The Court’s majority 2-1 ruling (Judge Newman dissenting) that the ITC has no jurisdiction in this case and possesses no expertise when it comes to ensuring that the “Internet remains an open platform for all” has upset the MPAA.
“This ruling, if it stands, would appear to reduce the authority of the ITC to address the scourge of overseas web sites that engage in blatant piracy of movies, television programs, music, books, and other copyrighted works,” the Hollywood group said.
After filing a brief in the case, interests group Public Knowledge described the ruling as a “big win” for the open Internet.
“By rejecting the ITC’s attempt to expand its jurisdiction, the Federal Circuit helps to ensure that Internet users have unfettered access to the free flow of information that has proved so useful for innovation and free expression,” said Charles Duan, Director of Public Knowledge’s Patent Reform Project.
“In particular, Judge O’Malley’s concurrence strongly recognized the importance of ensuring that ‘the Internet remains an open platform for all.’ This recognition of the central role that open information flow has played in the digital age is heartwarming to advocates like us who have tirelessly worked to protect that Internet openness.”

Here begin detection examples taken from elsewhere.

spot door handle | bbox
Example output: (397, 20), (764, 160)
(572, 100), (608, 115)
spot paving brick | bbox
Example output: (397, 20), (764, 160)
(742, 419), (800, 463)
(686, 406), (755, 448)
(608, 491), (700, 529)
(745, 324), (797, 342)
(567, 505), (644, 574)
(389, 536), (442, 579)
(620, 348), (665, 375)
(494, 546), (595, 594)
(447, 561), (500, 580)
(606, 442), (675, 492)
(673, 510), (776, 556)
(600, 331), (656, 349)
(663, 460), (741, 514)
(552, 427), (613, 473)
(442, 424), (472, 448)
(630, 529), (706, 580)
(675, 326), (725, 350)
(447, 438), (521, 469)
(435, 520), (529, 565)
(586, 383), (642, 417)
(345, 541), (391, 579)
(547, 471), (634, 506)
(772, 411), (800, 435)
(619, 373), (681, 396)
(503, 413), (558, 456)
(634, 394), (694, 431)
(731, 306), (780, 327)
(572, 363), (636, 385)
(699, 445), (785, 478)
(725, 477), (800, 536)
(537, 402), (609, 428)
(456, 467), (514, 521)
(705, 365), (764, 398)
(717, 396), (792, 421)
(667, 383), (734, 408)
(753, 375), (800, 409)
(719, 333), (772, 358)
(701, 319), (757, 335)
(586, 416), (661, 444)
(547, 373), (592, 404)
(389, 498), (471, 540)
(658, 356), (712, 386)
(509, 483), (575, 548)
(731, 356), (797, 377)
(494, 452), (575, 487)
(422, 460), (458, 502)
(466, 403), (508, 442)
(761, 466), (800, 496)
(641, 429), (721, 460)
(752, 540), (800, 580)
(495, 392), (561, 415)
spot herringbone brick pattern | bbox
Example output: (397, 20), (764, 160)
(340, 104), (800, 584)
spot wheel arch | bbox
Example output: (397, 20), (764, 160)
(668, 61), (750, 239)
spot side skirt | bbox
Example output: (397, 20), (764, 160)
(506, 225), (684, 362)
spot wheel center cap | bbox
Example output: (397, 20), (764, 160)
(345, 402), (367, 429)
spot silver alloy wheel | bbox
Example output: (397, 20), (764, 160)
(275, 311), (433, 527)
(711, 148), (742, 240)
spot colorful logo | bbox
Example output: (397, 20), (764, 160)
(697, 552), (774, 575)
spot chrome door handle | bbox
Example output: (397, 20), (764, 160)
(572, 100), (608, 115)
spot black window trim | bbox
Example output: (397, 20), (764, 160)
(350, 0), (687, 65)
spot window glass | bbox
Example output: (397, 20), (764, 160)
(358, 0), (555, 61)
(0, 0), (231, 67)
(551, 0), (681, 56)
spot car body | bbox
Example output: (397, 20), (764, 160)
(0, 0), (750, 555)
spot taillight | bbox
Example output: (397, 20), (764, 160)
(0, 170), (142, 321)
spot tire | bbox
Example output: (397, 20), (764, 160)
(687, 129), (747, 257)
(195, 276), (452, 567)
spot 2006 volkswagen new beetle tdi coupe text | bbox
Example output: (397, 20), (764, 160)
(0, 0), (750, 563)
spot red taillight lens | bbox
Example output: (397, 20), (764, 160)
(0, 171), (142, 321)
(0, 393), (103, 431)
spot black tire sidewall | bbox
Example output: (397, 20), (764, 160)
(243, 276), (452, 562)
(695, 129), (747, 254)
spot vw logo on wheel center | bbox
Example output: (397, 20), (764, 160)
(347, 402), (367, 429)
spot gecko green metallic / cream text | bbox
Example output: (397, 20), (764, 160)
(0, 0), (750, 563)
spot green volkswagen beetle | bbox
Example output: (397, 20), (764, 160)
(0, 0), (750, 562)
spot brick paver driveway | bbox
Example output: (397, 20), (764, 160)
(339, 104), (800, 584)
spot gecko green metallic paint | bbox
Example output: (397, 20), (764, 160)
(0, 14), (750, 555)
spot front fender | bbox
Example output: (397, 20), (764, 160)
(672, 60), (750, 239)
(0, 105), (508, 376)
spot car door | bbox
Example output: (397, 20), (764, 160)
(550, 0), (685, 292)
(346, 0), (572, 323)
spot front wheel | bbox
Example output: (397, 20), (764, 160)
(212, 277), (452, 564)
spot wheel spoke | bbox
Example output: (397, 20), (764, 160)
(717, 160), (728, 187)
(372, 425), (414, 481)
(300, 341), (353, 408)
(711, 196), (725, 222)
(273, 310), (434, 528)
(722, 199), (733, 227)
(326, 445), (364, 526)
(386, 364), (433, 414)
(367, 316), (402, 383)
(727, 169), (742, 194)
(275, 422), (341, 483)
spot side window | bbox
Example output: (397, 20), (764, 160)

Countering, the MPAA chose to cite the opinions of the one dissenting judge.
“As Judge Newman’s dissent trenchantly argues, the majority ‘ignores precedent and logic, and removes a vast body of technology from the protection of a statute designed for its protection.’ We will be watching closely for further proceedings in this case, including potential en banc review, and continue to support the ITC in its efforts to address 21st Century challenges.”
In other words, the MPAA won’t be giving up on its site-blocking ambitions just yet.